Personal information
- Full name: Kjetil Øvrelid Strand
- Born: 2 October 1979 (age 46) Stavanger, Norway
- Nationality: Norwegian
- Height: 1.88 m (6 ft 2 in)
- Playing position: Mid Back

Senior clubs
- Years: Team
- 0000-2003: Stavanger Håndball
- 2003-2004: SG Flensburg-Handewitt
- 2004-2006: Bjerringbro-Silkeborg Håndbold
- 2006-2007: AaB Håndbold
- 2007-2010: Füchse Berlin
- 2010-2013: Stavanger Håndball

National team
- Years: Team / Apps / (Gls)
- 2000–2013: Norway / 102 / (473)

= Kjetil Strand =

Norwegian handball player (born 1979)

Kjetil Øvrelid Strand (born 2 October 1979) is a Norwegian former handball player. Strand played for Bjerringbro Silkeborg in Denmark before the 2006 European Championship. Afterwards he signed a contract with AaB Håndbold.

On 2 February 2006 he scored 19 goals, a Norwegian record, in a Main Group Stage game against Iceland in the European Championship. Strand also holds the record for number of goals scored in a single season in the Norwegian league: 281. He set the record while playing for Stavanger Håndball in 2002/2003 season.

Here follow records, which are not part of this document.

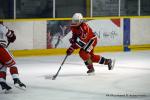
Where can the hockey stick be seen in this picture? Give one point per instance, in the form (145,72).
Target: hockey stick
(7,44)
(54,77)
(6,47)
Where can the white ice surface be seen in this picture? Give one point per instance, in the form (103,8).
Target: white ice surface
(130,79)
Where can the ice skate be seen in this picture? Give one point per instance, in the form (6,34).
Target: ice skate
(5,88)
(91,71)
(111,64)
(19,84)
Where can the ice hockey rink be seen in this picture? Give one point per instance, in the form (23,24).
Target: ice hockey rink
(130,79)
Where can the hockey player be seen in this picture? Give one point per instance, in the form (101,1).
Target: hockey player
(6,59)
(84,38)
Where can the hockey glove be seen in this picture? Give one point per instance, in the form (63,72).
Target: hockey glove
(70,51)
(11,37)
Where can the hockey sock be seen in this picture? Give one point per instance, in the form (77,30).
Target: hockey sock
(14,72)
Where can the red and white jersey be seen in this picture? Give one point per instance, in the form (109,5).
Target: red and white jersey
(83,34)
(3,32)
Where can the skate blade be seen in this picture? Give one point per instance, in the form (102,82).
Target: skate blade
(21,88)
(91,74)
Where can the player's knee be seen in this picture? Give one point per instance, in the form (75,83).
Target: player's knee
(84,55)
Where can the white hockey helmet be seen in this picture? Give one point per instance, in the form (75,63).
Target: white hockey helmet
(77,18)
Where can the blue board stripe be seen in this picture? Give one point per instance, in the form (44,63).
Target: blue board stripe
(126,33)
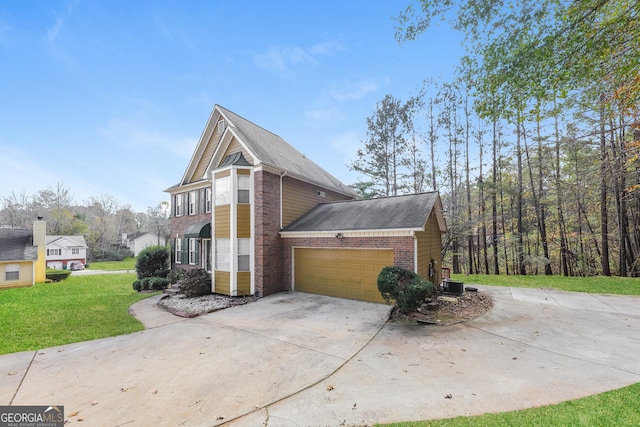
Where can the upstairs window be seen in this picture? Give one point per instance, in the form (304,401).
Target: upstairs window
(179,205)
(243,189)
(178,251)
(223,190)
(193,202)
(193,251)
(208,200)
(12,272)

In 2003 he was awarded Player of the year in Norwegian handball.

==Career==
Kjetil Strand started his professional career at Stavanger Håndball. There he made his breakthrough in the 2002/03 season, where he scored 281 goals in 25 games and became the league top scorer and handballer of the year. In the winter of 2003 he was approached by TBV Lemgo in the German Handball-Bundesliga, but moved to Flensburg-Handewitt instead. Here he played a single season, where he won the German Bundesliga. He then moved to Danish side Bjerringbro-Silkeborg. In 2006 he moved to league rivals AaB Håndbold. In 2007 he returned to Germany to join Füchse Berlin. In 2010 he announced that he would not extend his contract and moved back to Stavanger Håndbold, where he finished his career in 2013, after suffrenting from multiple injuries in his last years

He played 102 matches the Norway men's national handball team. At the 2005 World Men's Handball Championship he was part of the team that finished 7th. Two years later he represented them at the 2007 World Men's Handball Championship, where they finished 13th. He missed dthe 2012 European Men's Handball Championship due to an achilles injury, that needed surgery.